Mitosis Produces Identical Daughter Cells

• Replicated sister chromatids are separated into identical nuclei.

• The diploid chromosome number (2n) is maintained.

Cell Cycle Checkpoints

Regulation and Genetic Control

Cell cycle progression is regulated by genetically controlled signals and monitored by cell cycle checkpoints:

• Checkpoints ensure readiness for the next stage (e.g., DNA replication, spindle attachment).

• Mutations in checkpoint control can lead to abnormal cell growth, such as cancer.

Meiosis and Sexual Reproduction

Types of Reproduction

• Asexual reproduction: Produces genetically identical offspring without mating.

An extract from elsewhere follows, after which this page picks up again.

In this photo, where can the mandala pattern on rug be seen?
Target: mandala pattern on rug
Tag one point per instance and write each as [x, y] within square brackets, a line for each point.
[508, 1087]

• Sexual reproduction: Involves fusion of haploid gametes to produce diploid progeny.

Meiosis vs. Mitosis

• Both processes share interphase, but meiosis includes two division stages (meiosis I and II) without intervening DNA replication.

• Meiosis produces four genetically distinct haploid gametes.

Table: Comparison of Mitosis and Meiosis

Meiosis I and II

• Meiosis I: Homologous chromosomes separate, reducing chromosome number from diploid to haploid.

• Meiosis II: Sister chromatids separate, producing four haploid gametes.

Meiosis I: Hallmark Events

1. Homologous chromosome pairing

2. Crossing over between homologous chromosomes

3. Segregation of homologous chromosomes

Stages of Meiosis I

• Prophase I (subdivided into leptotene, zygotene, pachytene, diplotene, diakinesis)

• Metaphase I

• Anaphase I

• Telophase I

Prophase I Substages

• Leptotene: Chromosome condensation begins.

• Zygotene: Meiotic spindle forms; nuclear envelope disintegrates; homologous chromosomes undergo synapsis.

• Synaptonemal complex: Protein bridge forms between homologs, tightly binding nonsister chromatids.

Additional info: The synaptonemal complex is essential for crossing over and genetic recombination.